Reasoning
Overview
Reasoning models like OpenAI o1 and o3, Anthropic’s Claude Sonnet 3.7, Google’s Gemini 2.0 Flash Thinking, and DeepSeek’s r1 have some additional options that can be used to tailor their behaviour. They also in some cases make available full or partial reasoning traces for the chains of thought that led to their response.

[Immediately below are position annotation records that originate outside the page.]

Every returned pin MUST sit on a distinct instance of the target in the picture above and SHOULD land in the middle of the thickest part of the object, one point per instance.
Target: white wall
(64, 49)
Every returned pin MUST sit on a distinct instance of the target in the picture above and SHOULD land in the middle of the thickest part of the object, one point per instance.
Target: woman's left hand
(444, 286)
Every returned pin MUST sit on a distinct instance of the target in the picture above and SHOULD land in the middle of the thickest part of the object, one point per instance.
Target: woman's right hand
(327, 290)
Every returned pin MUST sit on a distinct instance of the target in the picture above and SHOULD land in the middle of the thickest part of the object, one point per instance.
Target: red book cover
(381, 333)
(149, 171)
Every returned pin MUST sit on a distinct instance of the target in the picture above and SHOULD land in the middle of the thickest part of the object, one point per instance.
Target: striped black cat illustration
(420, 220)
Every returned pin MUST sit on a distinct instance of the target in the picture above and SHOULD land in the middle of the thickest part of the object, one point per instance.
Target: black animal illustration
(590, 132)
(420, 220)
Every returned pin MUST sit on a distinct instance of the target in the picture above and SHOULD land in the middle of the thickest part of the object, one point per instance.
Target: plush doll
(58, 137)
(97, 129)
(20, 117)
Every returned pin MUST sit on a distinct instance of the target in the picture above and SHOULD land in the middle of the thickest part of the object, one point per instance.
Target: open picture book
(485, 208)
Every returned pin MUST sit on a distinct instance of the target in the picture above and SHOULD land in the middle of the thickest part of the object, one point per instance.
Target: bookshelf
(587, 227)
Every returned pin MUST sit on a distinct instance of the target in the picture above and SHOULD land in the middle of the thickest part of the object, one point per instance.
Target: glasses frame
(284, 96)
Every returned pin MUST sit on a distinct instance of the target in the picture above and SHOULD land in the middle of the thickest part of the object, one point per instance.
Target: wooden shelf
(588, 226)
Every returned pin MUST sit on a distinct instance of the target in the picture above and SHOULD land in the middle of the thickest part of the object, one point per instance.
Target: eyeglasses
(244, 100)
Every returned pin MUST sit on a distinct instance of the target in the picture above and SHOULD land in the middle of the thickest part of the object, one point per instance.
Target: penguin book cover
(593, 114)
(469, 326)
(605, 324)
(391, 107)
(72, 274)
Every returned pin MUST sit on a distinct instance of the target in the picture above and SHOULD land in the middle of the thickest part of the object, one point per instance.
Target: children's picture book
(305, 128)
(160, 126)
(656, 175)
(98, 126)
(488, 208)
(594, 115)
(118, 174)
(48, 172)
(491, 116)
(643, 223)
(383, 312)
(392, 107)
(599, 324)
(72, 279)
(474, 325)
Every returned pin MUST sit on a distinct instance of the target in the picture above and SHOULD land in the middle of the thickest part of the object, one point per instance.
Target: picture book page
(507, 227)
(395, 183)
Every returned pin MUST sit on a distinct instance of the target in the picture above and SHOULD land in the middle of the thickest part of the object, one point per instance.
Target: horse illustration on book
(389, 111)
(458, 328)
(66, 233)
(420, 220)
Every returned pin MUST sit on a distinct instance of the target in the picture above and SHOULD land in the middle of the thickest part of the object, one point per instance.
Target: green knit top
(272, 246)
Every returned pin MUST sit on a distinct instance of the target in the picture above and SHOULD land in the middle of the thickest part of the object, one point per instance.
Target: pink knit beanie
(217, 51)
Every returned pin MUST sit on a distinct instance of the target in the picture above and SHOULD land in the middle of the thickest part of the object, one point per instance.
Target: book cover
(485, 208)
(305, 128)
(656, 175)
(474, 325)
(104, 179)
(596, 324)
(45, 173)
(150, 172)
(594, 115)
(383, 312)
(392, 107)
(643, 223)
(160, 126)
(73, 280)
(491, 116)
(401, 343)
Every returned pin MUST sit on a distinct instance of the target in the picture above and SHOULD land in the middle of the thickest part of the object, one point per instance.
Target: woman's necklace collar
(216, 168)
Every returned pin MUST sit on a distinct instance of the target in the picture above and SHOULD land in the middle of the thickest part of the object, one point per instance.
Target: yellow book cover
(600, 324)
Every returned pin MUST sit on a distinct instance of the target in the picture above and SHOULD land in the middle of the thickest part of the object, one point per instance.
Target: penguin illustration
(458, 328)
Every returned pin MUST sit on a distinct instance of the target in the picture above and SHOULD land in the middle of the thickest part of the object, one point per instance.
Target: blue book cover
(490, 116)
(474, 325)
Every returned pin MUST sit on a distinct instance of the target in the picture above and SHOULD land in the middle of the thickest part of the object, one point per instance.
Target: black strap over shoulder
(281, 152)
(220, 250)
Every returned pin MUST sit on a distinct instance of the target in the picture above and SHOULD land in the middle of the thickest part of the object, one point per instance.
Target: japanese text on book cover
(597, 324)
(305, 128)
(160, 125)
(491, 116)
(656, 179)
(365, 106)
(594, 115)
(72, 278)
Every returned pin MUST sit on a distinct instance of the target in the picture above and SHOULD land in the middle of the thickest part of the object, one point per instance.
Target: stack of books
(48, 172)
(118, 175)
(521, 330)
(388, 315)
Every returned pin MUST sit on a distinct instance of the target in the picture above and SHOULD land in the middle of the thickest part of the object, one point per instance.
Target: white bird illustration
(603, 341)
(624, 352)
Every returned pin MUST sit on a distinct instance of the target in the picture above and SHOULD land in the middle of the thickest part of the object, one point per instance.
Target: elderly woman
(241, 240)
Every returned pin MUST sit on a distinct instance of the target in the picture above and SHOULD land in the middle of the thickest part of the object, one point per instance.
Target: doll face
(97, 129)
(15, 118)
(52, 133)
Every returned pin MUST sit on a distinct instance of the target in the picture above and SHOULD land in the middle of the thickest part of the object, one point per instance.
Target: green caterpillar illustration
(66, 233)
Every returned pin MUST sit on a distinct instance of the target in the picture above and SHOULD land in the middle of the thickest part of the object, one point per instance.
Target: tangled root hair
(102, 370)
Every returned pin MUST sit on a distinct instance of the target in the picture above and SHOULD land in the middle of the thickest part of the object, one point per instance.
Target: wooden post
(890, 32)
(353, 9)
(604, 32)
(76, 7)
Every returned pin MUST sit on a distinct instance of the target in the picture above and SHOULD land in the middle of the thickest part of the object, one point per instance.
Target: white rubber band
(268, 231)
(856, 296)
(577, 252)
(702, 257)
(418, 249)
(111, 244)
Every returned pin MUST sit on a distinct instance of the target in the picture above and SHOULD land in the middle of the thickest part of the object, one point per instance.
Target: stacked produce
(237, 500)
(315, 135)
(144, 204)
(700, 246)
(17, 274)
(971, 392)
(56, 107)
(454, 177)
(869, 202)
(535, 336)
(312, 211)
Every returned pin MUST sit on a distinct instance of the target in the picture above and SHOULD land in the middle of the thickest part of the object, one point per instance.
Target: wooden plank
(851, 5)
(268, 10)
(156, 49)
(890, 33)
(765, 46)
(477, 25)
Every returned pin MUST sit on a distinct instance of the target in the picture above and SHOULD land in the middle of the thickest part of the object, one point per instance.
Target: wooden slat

In this article we’ll first cover the basics of Reasoning Content and Reasoning Options, then cover the usage and options supported by various reasoning models.
Reasoning Content
Many reasoning models allow you to see their underlying chain of thought in a special “thinking” or reasoning block. While reasoning is presented in different ways depending on the model, in the Inspect API it is normalised into ContentReasoning blocks which are parallel to ContentText, ContentImage, etc.
Reasoning blocks are presented in their own region in both Inspect View and in terminal conversation views.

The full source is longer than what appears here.